In all seriousness, though, shit is getting real and the conversations about who he will be when he grows up have quickly shifted to “who the fuck is going to take care of him after six weeks?!” The books we’re reading no longer mention lower back massages and pregnancy friendly sex positions (like we’re having sex…), but what to do when your mucus plug makes an appearance in your tent sized panties or how to cope with giving birth in a taxi. (Pull over. As if the backseat of a car isn’t how you ended up here in the first place, Dirty Legs.) 

One thing we’ve been very diligent about is training ourselves to stay focused on our baby, not other people’s babies. I know first hand that grade A underachievers can still grow up to be real people. (Uh hem… every member of my family. Immediate and otherwise.) The small boy may not be speaking on time, but so long as he eventually finds an acceptable form of communication that doesn’t require poo flinging, I think we’ll be okay. He certainly doesn’t need to go to an Ivy League college, but it’s important that he not limit his options via laziness. Like his mama. 

Already we see it emerging. Friends asking friends if little buttercup is rolling over yet or lamenting that moonbeam hasn’t found her hands yet. Frankly I wish I’d taken me a little longer to find my hands– what’s the big deal? But the creeping envy and judgment is there. Meanwhile, despite the pregnancy books that insist the small boy must be having a party in my uterus, he continues to prefer a more sloth like existence. The day is dead to him, the night an opportunity for some light rearranging. Something could be wrong with him. Or he could be exactly like his parents. 

Stuart has provided some much needed context for our upcoming parenting endeavors. His continued belief that the changing table is a luxury cat bed has ruptured the hubs’ brain and his crying for love despite having food, water, and a perfectly good home is a daily reminder that if I don’t grow some patience soon someone is going to take my baby away. (Which would be really tragic, but also good fodder for a book…) 

With the light shining opaquely up ahead, I’ve realized three things: 

1. This was absolutely a poor decision.

2. Poor decision making is a hallmark of my life

3. The hubs has even less of a clue than I do

But all of that has led me to a very Zen-like place (save the aforementioned naked Triscuit binges). Every great decision of my life has had those exact things in common. I’m like a Phoenix or a Lotus flower. Poor decisions are a breeding ground for great Caroline success. I’m an adversity master. And while the hubs isn’t exactly a Lotus flower, he is consistent, even if it means consistently telling me I’m wrong. 
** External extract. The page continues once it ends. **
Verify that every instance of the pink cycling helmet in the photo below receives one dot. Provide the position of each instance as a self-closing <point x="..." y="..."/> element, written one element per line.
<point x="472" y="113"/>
Wrong I may be, but at least I don’t think a pacifier is a baby suffocation device. 

 

 

2 thoughts on “Caution Parenting Failures Ahead

  1. This is a absolutely hilarious! My boys are now 13 and 10, but I still vividly recall how I thought my first born was mentally deficient because my best friend’s baby was reading and speaking articulately at the age of 18 months, whereas my bundle of joy could only growl at people until he was 3. Somehow, we made it through the stark comparisons and are still friends today! Good luck through the last trimester… we went to the zoo in July in Texas 10 days before my second baby was born, and everyone, yes everyone, stopped and pointed at me… I was my own waddling nature exhibit.

  2. Carolyn, I am soon to be 61 and I have a 31 year old daughter – it never ends and being a parent is both the most rewarding and most frustrating thing that a person can do. Please look at my blog as I have many words free unsolicited words of advice worth every cent you pay for them and less.